In the 2000s Skyworks gained national notoriety as unruly and drunken behaviour by some spectators at the show became increasingly common, and drove families away from the event. After the 2004 show, police in riot gear fought running battles with drunken attendees along the South Perth foreshore, with several hundred people arrested that night. In addition, more than 300 people were also treated in hospital for alcohol and violence-related issues, including injuries from stabbings and random assaults. Although at the 2006 Skyworks the Western Australia Police Force successfully mounted an operation to minimise such behaviour, prior to the 2010 Skyworks major sponsor Lotterywest removed its name from the show after 15 years of being naming rights holder and threatened to revoke funding for future Skyworks due to the continued levels of violence at the event. Alcohol was ultimately completely banned at the 2010 event to prevent unruly behaviour, though it led to a reduced crowd of 250,000 people at the foreshore. In 2011 designated drinking zones, which made alcohol consumption outside these areas illegal, were introduced, and police took a much tougher stance on drunkenness and anti-social behaviour at the show. By 2015 Skyworks had returned to be a largely violence-free, family friendly event.

Due to Skyworks taking place in summer, the event has a notable fire risk. In the late 1990s several small fires erupted in the Kings Park bushland due to people igniting sparklers at the event; this led to the eventual banning of them. Police and emergency service officials came close to cancelling the 2007 Skyworks due to extreme heat and strong winds. During the display, fires broke out on three of the fireworks barges. No one was injured, but nearby spectators had to be evacuated due to the thick smoke that blew towards the area. The show's finale was cut short and nearly a quarter of the planned fireworks display was lost due to the fires. The 2012 Skyworks were also nearly cancelled due to extreme rain. The rain and thunder continued into the Skyworks, which onlookers said added to the experience.

Prior to the start of Skyworks in 2017, at approximately 5pm a Grumman G-73 Mallard seaplane stalled and crashed into the Swan River, a short distance from the Causeway, in front of thousands of spectators. Emergency crews and nearby people on the river rushed to assist, however the pilot Peter Lynch and the passenger on board died. As a result, as a mark of respect for the deceased and their families, to preserve an investigation scene, and amid concerns of aviation fuel in close proximity to the fireworks, the City of Perth cancelled the show.

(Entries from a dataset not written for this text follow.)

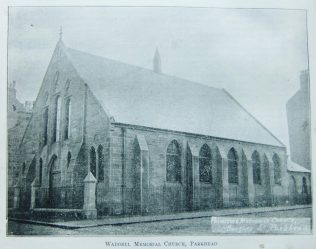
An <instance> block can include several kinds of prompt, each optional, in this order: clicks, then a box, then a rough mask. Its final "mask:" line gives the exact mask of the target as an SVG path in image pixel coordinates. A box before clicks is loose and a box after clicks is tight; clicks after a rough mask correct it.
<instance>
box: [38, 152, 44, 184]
mask: <svg viewBox="0 0 316 249" xmlns="http://www.w3.org/2000/svg"><path fill="white" fill-rule="evenodd" d="M42 177H43V159H42V158H40V164H39V178H38V181H39V184H40V185H42Z"/></svg>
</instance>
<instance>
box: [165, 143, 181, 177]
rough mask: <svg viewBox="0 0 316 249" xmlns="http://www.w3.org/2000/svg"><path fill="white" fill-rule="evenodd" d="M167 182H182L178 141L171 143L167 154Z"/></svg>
mask: <svg viewBox="0 0 316 249" xmlns="http://www.w3.org/2000/svg"><path fill="white" fill-rule="evenodd" d="M166 167H167V177H166V178H167V182H181V152H180V147H179V144H178V142H177V141H176V140H173V141H172V142H170V144H169V145H168V148H167V154H166Z"/></svg>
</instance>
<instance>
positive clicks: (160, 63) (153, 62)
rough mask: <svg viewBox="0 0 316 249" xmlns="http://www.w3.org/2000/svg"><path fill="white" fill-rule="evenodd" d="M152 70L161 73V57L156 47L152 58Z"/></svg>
mask: <svg viewBox="0 0 316 249" xmlns="http://www.w3.org/2000/svg"><path fill="white" fill-rule="evenodd" d="M153 71H154V72H155V73H161V59H160V54H159V51H158V49H156V52H155V55H154V59H153Z"/></svg>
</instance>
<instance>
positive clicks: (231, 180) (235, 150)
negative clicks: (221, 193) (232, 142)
mask: <svg viewBox="0 0 316 249" xmlns="http://www.w3.org/2000/svg"><path fill="white" fill-rule="evenodd" d="M228 182H229V183H232V184H238V156H237V152H236V150H235V149H234V148H231V149H230V150H229V152H228Z"/></svg>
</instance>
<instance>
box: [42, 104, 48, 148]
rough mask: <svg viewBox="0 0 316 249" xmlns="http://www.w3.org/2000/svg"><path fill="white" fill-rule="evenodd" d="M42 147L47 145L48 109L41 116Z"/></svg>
mask: <svg viewBox="0 0 316 249" xmlns="http://www.w3.org/2000/svg"><path fill="white" fill-rule="evenodd" d="M43 125H44V127H43V145H44V146H45V145H46V144H47V136H48V135H47V132H48V108H45V110H44V114H43Z"/></svg>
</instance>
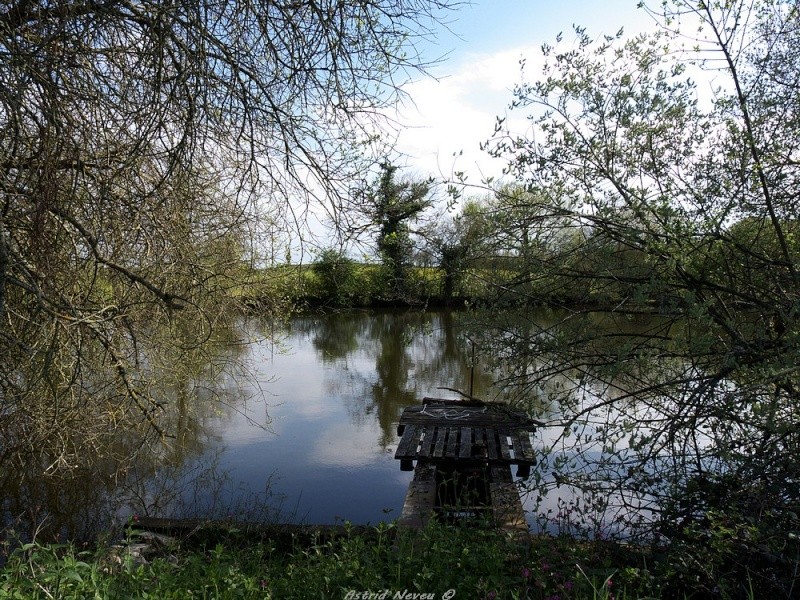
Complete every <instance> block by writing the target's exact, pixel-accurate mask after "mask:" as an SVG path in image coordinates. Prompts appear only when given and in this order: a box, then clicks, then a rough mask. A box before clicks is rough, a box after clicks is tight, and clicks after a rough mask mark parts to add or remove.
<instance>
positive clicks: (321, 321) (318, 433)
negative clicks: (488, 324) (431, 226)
mask: <svg viewBox="0 0 800 600" xmlns="http://www.w3.org/2000/svg"><path fill="white" fill-rule="evenodd" d="M462 318H463V316H462V315H460V314H459V313H452V312H404V313H399V312H350V313H343V314H332V315H326V316H314V317H298V318H295V319H293V320H291V321H290V322H289V323H288V325H287V326H286V327H285V328H283V329H281V330H275V331H271V332H270V333H271V334H272V335H275V336H276V338H277V339H278V343H275V342H274V341H266V340H263V338H262V341H258V342H255V343H253V344H251V345H249V346H248V347H247V350H246V352H245V354H244V356H243V357H240V359H239V360H240V361H242V363H243V365H244V367H245V368H244V370H243V373H246V374H247V375H246V377H247V379H246V381H244V382H241V381H239V382H238V384H239V386H240V387H239V393H240V395H241V396H242V398H247V400H246V401H245V400H239V401H233V402H228V403H226V405H219V406H218V413H217V414H216V415H214V416H213V417H211V418H207V419H205V421H204V425H203V431H204V437H205V441H204V443H203V445H202V451H201V452H200V453H199V454H197V455H195V456H193V457H191V458H190V459H188V460H187V461H186V462H185V464H184V465H183V466H182V471H183V473H180V474H171V475H170V476H168V477H164V478H163V480H159V479H158V477H155V478H154V479H153V481H152V482H150V483H149V484H148V485H147V486H146V488H147V491H146V493H145V498H144V502H142V498H137V499H135V500H136V502H132V503H131V504H130V505H129V506H122V507H120V510H119V511H118V515H119V516H121V517H124V516H125V514H126V512H128V513H129V514H130V513H132V512H136V511H143V512H145V513H147V514H150V515H151V516H163V517H176V518H180V517H207V516H214V517H225V516H228V515H230V516H236V517H238V518H249V519H257V520H260V519H275V520H281V521H294V522H306V523H317V524H332V523H341V522H342V521H345V520H347V521H350V522H353V523H358V524H366V523H376V522H379V521H386V520H391V519H394V518H397V517H399V515H400V512H401V509H402V505H403V500H404V497H405V493H406V488H407V486H408V483H409V481H410V479H411V477H412V473H407V472H402V471H400V465H399V462H398V461H396V460H395V459H394V451H395V449H396V447H397V443H398V437H397V434H396V426H397V421H398V419H399V416H400V413H401V412H402V410H403V408H404V407H406V406H408V405H410V404H414V403H418V402H419V401H420V400H421V399H422V398H423V397H425V396H433V397H457V396H455V395H454V394H453V392H450V391H443V390H441V389H437V388H440V387H449V388H457V389H461V390H465V391H466V390H467V388H468V386H469V380H470V364H471V360H470V351H469V348H470V344H469V341H468V340H467V339H465V338H464V337H463V336H462V335H461V333H462V331H461V329H460V321H461V319H462ZM255 326H256V325H255V324H254V323H248V324H245V327H246V328H248V327H249V328H253V327H255ZM262 332H263V330H262ZM252 333H253V334H254V335H253V337H257V334H258V332H257V331H255V330H254V331H252ZM242 383H244V385H242ZM490 384H491V377H490V376H489V375H488V374H486V373H484V372H482V371H481V370H480V367H478V368H476V370H475V376H474V379H473V385H474V394H475V395H476V396H482V395H484V394H486V393H488V392H489V389H488V388H489V386H490ZM483 397H485V396H483ZM176 491H177V492H178V493H177V494H176ZM137 502H138V504H139V506H136V504H137Z"/></svg>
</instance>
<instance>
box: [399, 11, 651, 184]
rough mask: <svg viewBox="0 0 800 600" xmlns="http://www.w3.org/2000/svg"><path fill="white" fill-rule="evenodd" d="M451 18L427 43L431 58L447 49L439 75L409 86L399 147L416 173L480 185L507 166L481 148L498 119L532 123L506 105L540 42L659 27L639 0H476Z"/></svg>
mask: <svg viewBox="0 0 800 600" xmlns="http://www.w3.org/2000/svg"><path fill="white" fill-rule="evenodd" d="M448 20H449V21H450V23H449V28H450V30H451V31H452V32H448V31H447V30H446V29H444V28H442V29H441V31H440V33H439V34H438V36H437V40H436V44H430V45H428V44H426V46H425V48H424V51H425V52H426V54H427V55H428V57H429V58H435V57H438V56H441V55H445V54H448V57H447V58H446V59H445V60H444V61H442V62H441V63H440V64H438V65H436V66H435V68H433V69H432V70H431V73H432V75H434V76H435V78H436V79H432V78H422V77H420V78H417V80H416V81H414V82H413V83H411V84H409V85H407V86H405V88H404V90H405V92H406V93H407V94H408V97H409V99H410V101H407V102H405V104H404V106H403V107H402V109H401V112H400V115H399V120H400V121H401V122H402V123H403V124H404V125H405V126H404V127H403V128H402V130H401V131H400V133H399V137H398V148H399V149H400V150H401V151H402V152H404V153H405V154H407V155H408V158H407V160H406V167H407V169H409V170H410V171H412V172H413V173H414V174H416V175H420V176H428V175H433V176H436V177H439V176H445V177H446V176H448V175H449V174H450V173H452V172H453V171H454V170H460V171H465V172H467V173H469V174H470V181H472V182H474V183H478V182H479V180H480V178H481V176H482V175H484V176H485V175H493V176H497V175H499V172H500V169H501V168H502V164H501V163H500V162H498V161H492V160H491V159H490V158H489V157H488V156H486V155H485V153H483V152H481V151H480V150H479V149H478V145H479V143H480V142H481V141H485V140H486V139H487V138H488V137H489V136H490V135H491V133H492V130H493V126H494V122H495V119H496V117H497V116H504V117H508V122H509V123H510V124H511V126H512V127H515V128H516V129H518V130H521V131H519V132H520V133H524V130H525V128H526V122H525V119H524V115H523V114H517V112H514V113H508V111H507V107H508V105H509V103H510V102H511V100H512V94H511V90H512V88H513V86H514V84H515V83H518V82H519V81H520V74H519V60H520V58H522V57H525V58H526V60H527V62H528V67H527V68H526V71H527V73H528V76H529V77H531V76H533V75H535V69H536V65H537V64H539V63H540V55H541V50H540V48H541V45H542V43H544V42H549V43H553V42H554V41H555V38H556V35H557V34H558V33H559V32H563V33H564V40H565V42H567V43H568V42H569V41H570V40H572V39H573V36H572V26H573V24H577V25H581V26H583V27H586V28H587V31H588V32H589V33H590V35H593V36H600V35H603V34H614V33H616V32H617V31H618V30H619V29H620V28H621V27H624V28H625V33H626V34H631V35H632V34H634V33H637V32H639V31H642V30H644V29H648V28H652V27H653V21H652V18H651V17H650V16H648V15H647V14H646V13H644V11H642V10H639V9H637V0H594V1H592V0H562V1H560V2H559V1H552V0H550V1H547V0H473V2H472V5H471V6H463V7H462V8H460V9H459V10H458V11H456V12H453V13H452V14H451V15H450V16H449V19H448ZM459 152H463V154H462V155H460V156H459V157H458V158H457V159H454V156H453V155H454V154H457V153H459Z"/></svg>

==Other Australia Day fireworks in Perth==
Partially in response to the violence and drunken behaviour of spectators that marred Skyworks shows during the 2000s, in 2007 Fremantle held a smaller, family friendly community-focused fireworks show at Fishing Boat Harbour for about 30,000 people as an alternative to Skyworks. In response, then-Perth Lord Mayor Peter Nattrass said "Comparing Fremantle's proposed Australia Day cracker show to Lotterywest Skyworks is like comparing the City of Fremantle to the City of Perth – it's second rate." The success of the event led the City of Fremantle to continue holding their own annual Australia Day fireworks display until 2017, when the event was retired due to the controversy surrounding Australia Day. Despite this, local business owners paid for their own private fireworks display to go ahead that year.

Local councils also held small fireworks shows in 2007 at Hillarys, Mindarie, Bassendean, Armadale and Wanneroo. Some councils continued to hold their own fireworks events in the subsequent years; in 2020 alternative fireworks displays were held at Armadale, Ashfield, Rockingham and Wanneroo.

The growing popularity of these shows and other alternative Australia Day events resulted in a reduction in spectator numbers at Skyworks.